Es gibt Mitglieder des Betriebsrats, mit denen Arbeitgeber „besser“ können als mit anderen. Ob das immer positiv ist, sei mal dahingestellt. Doch nun stellen Sie sich folgende Situation einmal vor:
Als Betriebsrat liegen Sie mit Ihrem Arbeitgeber in einem arbeitsrechtlichen Streit. Vor Gericht kommt es zu einem Vergleich, mit dem die gegen Sie ausgesprochene fristlose Kündigung ebenso wie die hilfsweise ausgesprochene ordentliche Kündigung mit Auslauffrist erledigt wird. In diesem Vergleich verpflichten Sie sich, Ihr Amt im Betriebsrat niederzulegen und auch nicht mehr für den Betriebsrat zu kandidieren. Doch als dann die Wahlen anstehen, überlegen Sie es sich anders – und kandidieren doch. Sie werden auch gewählt. Und dann?

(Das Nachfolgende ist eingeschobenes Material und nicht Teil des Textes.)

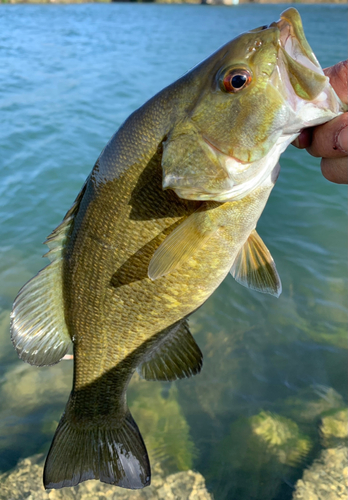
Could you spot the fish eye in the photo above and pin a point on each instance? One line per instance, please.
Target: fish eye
(235, 80)
(260, 28)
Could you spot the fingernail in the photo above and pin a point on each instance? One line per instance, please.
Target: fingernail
(342, 140)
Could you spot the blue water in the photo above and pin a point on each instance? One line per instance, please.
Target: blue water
(70, 75)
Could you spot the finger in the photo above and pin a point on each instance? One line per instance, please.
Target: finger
(338, 75)
(335, 169)
(330, 140)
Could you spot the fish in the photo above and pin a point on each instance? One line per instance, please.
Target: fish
(168, 211)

Was dann passiert – mit dieser Frage hat sich am 23.8.2022 das Arbeitsgericht (ArbG) Neumünster auseinandergesetzt (Az: 3 Ca 191 a/21).
Arbeitgeber sprach erneute Kündigung aus
Für den Arbeitgeber im entschiedenen Fall jedenfalls war die Sache klar. Er sah in der Kandidatur und der Annahme des Amtes einen klaren Verstoß gegen die Vereinbarung. Er kündigte erneut. Das Vertrauen in diesen Beschäftigten sei unwiderruflich zerrüttet.
Sieg vor dem Arbeitsgericht
Das ArbG Neumünster kassierte die Kündigung. Der Arbeitnehmer hat nach Auffassung des Gerichts nicht schuldhaft gegen seine vertraglichen Verpflichtungen und Pflichten verstoßen. Natürlich durfte der Arbeitnehmer wieder für den Betriebsrat kandidieren. Denn eine Vereinbarung, wonach für alle Zukunft auf die Kandidatur als Betriebsrat verzichtet wird, ist unwirksam. Der Grund hierfür findet sich in § 8 Betriebsverfassungsgesetz (BetrVG). Dort heißt es wörtlich:
„Wählbar sind alle Wahlberechtigten, die das 18. Lebensjahr vollendet haben und sechs Monate dem Betrieb angehören oder als in Heimarbeit Beschäftigte in der Hauptsache für den Betrieb gearbeitet haben.“
Das Gesetz gibt damit keine weiteren Einschränkungen vor. Das bedeutet: Wer diese Voraussetzungen erfüllt, ist ohne Wenn und Aber wählbar. Eine individualrechtliche Abrede darf kein gesetzliches Recht brechen. Tut sie es doch, ist sie unwirksam – zumal mit einer solchen Vereinbarung ja auch die Wahlmöglichkeiten der Beschäftigten eingeschränkt würde. Ein weiterer, unangemessener Eingriff in die Prinzipien der Mitbestimmung.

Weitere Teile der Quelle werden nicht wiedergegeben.